Juchée sur le dos de la Bête, sur sa colonne de fer, América avait retrouvé Ernesto. Les conseils du prêcheur de la théologie de la Libération lui revenaient. Pourtant elle avait envie de se confier à lui ; quelque chose dans les traits d’Ernesto le lui rendait sympathique. Peut-être cette tristesse qu’il portait comme un fardeau sur l’épaule. Peut-être ces yeux qui brillaient malgré tout sur un visage sombre. Mais América redoutait de trouver derrière ses traits d’ange déchu l’histoire terrible qui l’aurait converti en balance. América avait déjà vu beaucoup de violence et elle ne voulait plus voir couler le sang. Elle garda donc le silence. Emiliano lui avait conseillé de descendre de la Bête un peu avant d’arriver à Medias Aguas. "C’est l’un des endroits où il y a le plus d’enlèvements. Les voies du Chiapas et du Oaxaca se joignent là-bas." avait dit le prêtre. "Ma fille, essaie de sauter de la Bête quand elle avance plus lentement, vers Matias Romero par exemple. Si tu peux, essaie de convaincre le machiniste d’arrêter le train, mais pour l’amour de Dieu ne continue pas jusqu’à Medias Aguas. Mieux vaut arriver tard que jamais !" Depuis les hauteurs de son trône, chaire de la Bête de fer, le chauffeur avait répondu : "M’arrêter là-bas ? Pourquoi ? Enfin bon, on verra…" Tous ne travaillaient pas pour les Zetas, mais tous obéissaient sous la menace.

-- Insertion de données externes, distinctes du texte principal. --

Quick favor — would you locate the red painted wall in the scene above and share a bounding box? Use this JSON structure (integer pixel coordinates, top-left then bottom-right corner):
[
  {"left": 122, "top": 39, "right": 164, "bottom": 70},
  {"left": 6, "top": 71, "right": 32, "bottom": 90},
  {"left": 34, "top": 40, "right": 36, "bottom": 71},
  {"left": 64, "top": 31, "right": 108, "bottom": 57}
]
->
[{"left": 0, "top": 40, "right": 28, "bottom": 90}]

Après de longues heures avec comme unique perspectives la terre du Chiapas puis celle du Veracruz, après avoir longé le bleu de la mer du Golf à Coatzacoalcos, la Bête s’enfonça une fois de plus dans l’intérieur des terres. Alors qu’ils arrivaient vers Matias Romero, América attrapa ses affaires et s’accrocha aux flancs de la Bête. Elle aperçut alors Ernesto surveillant des types qui tournaient un volant jaune entre deux wagons. Lentement la Bête s’arrêta en hurlant, projetant des étincelles sur la voie. América allait descendre lorsqu’elle sentit une main sur son épaule. Ernesto lui interdisait la descente. Elle voulut crier mais il posa son doigt sur ses lèvres. "N’aie pas peur. Regarde !" Ils virent descendre cinq silhouettes. "Ce sont des espions des Zetas. Ils vont tout dire à leurs chefs." Ils attendirent un petit peu et descendirent lorsque la Bête reprit sa course vers le Nord. Ils commencèrent à marcher. Ernesto semblait savoir ce qu’il faisait. Il commença alors à raconter son histoire à América, peut-être pour lui donner confiance. Pas grand-chose à voir avec celle qu’il lui avait servie à l’auberge. C’était bien la deuxième fois qu’il montait la Bête, mais il ne cherchait pas à passer de "l’autre côté ". Sa femme avait été enlevée et assassinée alors qu’elle voyageait vers les USA il y a quelques mois. "Elle était enceinte et on devait partir pour avoir une autre vie, plus digne. Elle est partie d’abord et moi je devais attendre son coup de fil avant de la rejoindre là-bas. Mais elle n’a jamais appelé. Elle a disparu quelque part dans le Nord, peu avant la frontière. Après plusieurs semaines passées à la chercher, après avoir suivi ses traces, je suis rentré chez moi. Deux mois après, l’ambassade m’a envoyé des photos. Sur l’une d’elles j'ai reconnu le cadavre de Maria, ma fiancée. Ils lui avaient coupé les mains. Ils ne l'avaient même pas enterrée dans une fosse commune. Non, ses assassins l'avaient posée sur un tas de cadavres, ceux de soixante-dix autres migrants, dans l’Etat du Tamaulipas. Je suis revenu au Mexique pour tuer ses assassins."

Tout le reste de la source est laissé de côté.